How will Democrats explain this one?
After several gaffes during his recent trip to Europe, President Joe Biden had a “cheat sheet” containing prepared answers during his White House news briefing on Monday (March 28). The question that prompted Biden to use his cue cards pertained to his comments on Saturday in Poland, where he suggested he supported regime change in Russia.
Biden had been asked by several reporters to address what he meant when he said, “For God’s sake, this man cannot remain in power.”
In response, Biden stressed that he is not “walking back” the remarks he made at the tail’s end of his speech in Warsaw, Poland, attempting to distance his wish that Russian President Vladimir Putin no longer be in power from official policy.
During the White House Press briefing, Biden noted that he was conveying “outrage” at Putin’s behavior, adding that his comments were more indicative of an “aspiration than anything.”
Photos of the briefing show Biden holding cue cards about the answer to the question. In the image, Biden’s cue cards anticipate the question will be: “If you weren’t advocating for regime change, what did you mean? Can you clarify?”
Then in bullet points, Biden’s prepared answers include statements like, “I was expressing moral outrage I felt toward the actions of this man,” and “I was not advocating a change in policy.”
Biden’s cue cards also include a lengthy question about NATO, beneath which one of his responses include, “No. NATO has never been more united.”
Fox News White House correspondent Peter Doocy queried whether Biden was “worried that other leaders in the world” would doubt “America is back if some of these big things that you say on the world stage keep getting walked back?”

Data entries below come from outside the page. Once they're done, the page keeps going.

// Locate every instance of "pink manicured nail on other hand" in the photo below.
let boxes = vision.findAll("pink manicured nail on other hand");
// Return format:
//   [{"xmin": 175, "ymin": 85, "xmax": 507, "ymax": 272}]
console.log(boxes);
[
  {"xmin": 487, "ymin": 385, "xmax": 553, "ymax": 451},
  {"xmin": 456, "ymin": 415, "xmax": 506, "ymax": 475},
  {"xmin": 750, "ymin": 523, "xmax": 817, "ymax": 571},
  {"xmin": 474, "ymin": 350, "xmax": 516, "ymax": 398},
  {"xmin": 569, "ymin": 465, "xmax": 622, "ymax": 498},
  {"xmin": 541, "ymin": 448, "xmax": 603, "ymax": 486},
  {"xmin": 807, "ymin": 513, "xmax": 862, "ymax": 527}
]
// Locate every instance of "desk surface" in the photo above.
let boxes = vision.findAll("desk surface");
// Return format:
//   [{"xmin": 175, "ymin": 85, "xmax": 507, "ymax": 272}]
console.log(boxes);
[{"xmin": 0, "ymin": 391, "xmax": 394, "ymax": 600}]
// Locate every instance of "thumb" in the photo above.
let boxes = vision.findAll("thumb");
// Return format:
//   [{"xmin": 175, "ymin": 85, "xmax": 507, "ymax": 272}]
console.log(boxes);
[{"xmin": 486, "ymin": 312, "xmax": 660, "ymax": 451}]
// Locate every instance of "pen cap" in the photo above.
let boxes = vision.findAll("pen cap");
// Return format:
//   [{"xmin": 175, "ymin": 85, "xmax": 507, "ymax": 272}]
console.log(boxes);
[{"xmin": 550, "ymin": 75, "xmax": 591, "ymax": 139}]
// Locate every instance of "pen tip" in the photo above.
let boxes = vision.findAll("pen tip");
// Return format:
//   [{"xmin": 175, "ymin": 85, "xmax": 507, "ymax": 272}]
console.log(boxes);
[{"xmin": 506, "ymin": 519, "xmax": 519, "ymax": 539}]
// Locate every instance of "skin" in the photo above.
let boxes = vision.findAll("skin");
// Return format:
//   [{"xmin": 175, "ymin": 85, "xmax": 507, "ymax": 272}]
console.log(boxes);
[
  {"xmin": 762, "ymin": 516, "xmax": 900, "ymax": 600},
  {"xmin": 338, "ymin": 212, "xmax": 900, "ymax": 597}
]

Doocy then mentioned statements Biden made to U.S. troops in Poland, where it seemed he stated U.S. troops would be joining Ukrainian troops on the frontlines. Doocy also brought up how Biden had made it seem the U.S. would be resort to using a chemical weapon and calling for regime change.
Biden responded by saying, “None of the three occurred,” becoming more exasperated before repeating, “None of the three.”